As you enter the library itself from the lobby, this is what you will see. To the right is a bulletin board of announcements of importance to city residents. To the left is the desk for checking books in and out. If you walk past the bulletin board, you will see the cases full of recently acquired books that are in high demand. Beyond that you see the beginning of the children's section.
Once you pass the service desk, everything to the left is for the adults. Everything to the right is for children. . You already know you will find books, magazines, newspapers, and even audio books, music CDs and movies. Both the children's section and the adult sections have computers for the public to use. I do not have room here to show you everything in the library, but I will show you some things that might surprise you in these next photos.
You see this aquarium at the entrance to the children's department, but those out in the hallway can also see it. Look past the fish through the other side of the glass and you will see the checkout desk. As children watch the fish, they might have questions. It's only a short walk to a shelf with a book that might answer them.
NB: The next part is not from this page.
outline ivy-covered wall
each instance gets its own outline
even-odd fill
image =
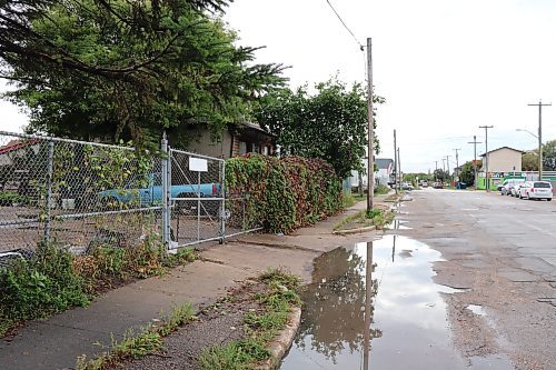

There's also someone sitting at the children's library desk who can help a child find the right book.
There is another computer section for older children who already have keyboarding skills and know how to use computers. These AWE computers are for children who still need to learn those things. The educational programs they contain are aimed at children ages 2-8. There are over 4,000 early learning activities and at least one of these two AWE computers is bilingual English/Spanish.
Working puzzles helps children think critically and develop spatial relations skills. It is also good for developing hand/eye coordination and fine motor skills. Children learn to solve problems as they try to figure out which puzzle pieces go together.
As you can see, that shelf to the left of the child is full of puzzles that children can use.
If you follow the light trail on the ceiling to the back, you will see the shelves of books for older children.
Note. I got the mother's permission before taking this photo.
This is the view from the parking lot. That giant oak tree provides shade in summer to those who sit and read on the benches beneath it. The doors lead into a lobby that has another door on the other side that faces the park and the old Carnegie Library there that we used until this new library was built. I'll show you a photo of that later in this post.
If you enter the library and turn left, you will pass the gift shop and be headed toward a conference room where city council meetings are held. The entrance to the main library is to your right as you enter.
I love how close the park is to the library. It's an easy walk back to your car to get your lunch if you want to picnic before or after your library visit. Or you can sit and read in the park after leaving the library and let your children visit the new park playground to work off their energy after being quiet in the library.
This shows most of the rest of the picture book section. On the front display shelf you see two book holders are empty. Perhaps some child just couldn't resist picking them up to look at and, maybe, check out to read at home.
Under that display shelf is where one children can find the magazines on their level. The adults have a separate place for their magazines in the adult section.